Starting salary for Pasco school bus drivers is currently $13.40 an hour, which is among the lowest in the state. United School Employees of Pasco and district representatives have been trying to hammer out a new contract for months and drivers say they've waited long enough.
"It shows that finally we're all standing up together," said Ashley Casper, who has driven buses in Pasco for six years. "Everybody is in the same boat right now. We're all hurting. This district is hurting. This district is hurting the most out of any other district in the state of Florida."
Casper said she feels the pain of every day and so do others, including retirees who took jobs as bus drivers to earn a supplemental income. The drivers who demonstrated said they're devoted to their jobs and don't want to quit.
"I can't afford my home. I had to send my kids away because I can't afford to keep a roof over their head," Casper said. "I could go to another county where I could make more, but we're dedicated to our kids. We're loyal to our kids, and it's not fair to them if we all leave just for better pay."
"Some of these guys are working 10, 11, 12 hours a day and that's not safe, number one. That's not what they've signed up for," added Robert Albertson, who has been driving buses for four years after retiring.

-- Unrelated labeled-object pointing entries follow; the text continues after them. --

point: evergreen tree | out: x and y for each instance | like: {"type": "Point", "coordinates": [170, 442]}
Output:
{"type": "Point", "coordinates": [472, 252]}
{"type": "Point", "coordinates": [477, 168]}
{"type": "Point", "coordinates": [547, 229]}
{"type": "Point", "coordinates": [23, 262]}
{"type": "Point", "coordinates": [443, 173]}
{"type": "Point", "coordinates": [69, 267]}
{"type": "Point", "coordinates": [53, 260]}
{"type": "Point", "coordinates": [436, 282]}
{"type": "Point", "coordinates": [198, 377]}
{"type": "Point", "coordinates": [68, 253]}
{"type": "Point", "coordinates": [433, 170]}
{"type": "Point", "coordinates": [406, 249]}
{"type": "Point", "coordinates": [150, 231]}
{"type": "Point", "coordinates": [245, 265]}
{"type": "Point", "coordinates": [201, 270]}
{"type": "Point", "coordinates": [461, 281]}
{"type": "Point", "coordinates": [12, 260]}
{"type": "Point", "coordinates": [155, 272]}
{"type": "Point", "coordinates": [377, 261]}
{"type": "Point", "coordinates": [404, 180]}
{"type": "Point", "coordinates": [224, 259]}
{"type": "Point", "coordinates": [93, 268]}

Betsy Kuhn, assistant superintendent for Support Services, said the district is offering drivers a four percent supplement on top of their current salary. The salary scale is expected to undergo a major shift across the state during the next school year when a new state law takes effect, requiring minimum salaries for all public school staff to be raised to $15 an hour.
"That's why we want to start negotiating for next year as soon as possible," Kuhn said. "We as a district certainly want them to make more money. We're seeing the hard work that they're doing every day and that's for all of district employees."
The drivers said the low pay has contributed to a driver shortage, which led to students being chronically late to school. Earlier this year, the district overhauled the entire bell schedule to try to fix the issue, but drivers said it's still a struggle.
"We have buses that are more over-crowded. We have drivers that are running sometimes six routes in one day," said Casper. "It's not fair for what we're making. There are a lot of drivers that have been here over 15-20 years that are still making less than $15.50 an hour."
Pasco Schools is also asking the county commission to add a referendum to the August primary ballot, asking voters for a one millage increase for teacher and bus driver salaries. If passed, it would increase property taxes based on the price of people's homes.
Hillsborough Schools voted to put a similar referendum on the August ballot as well.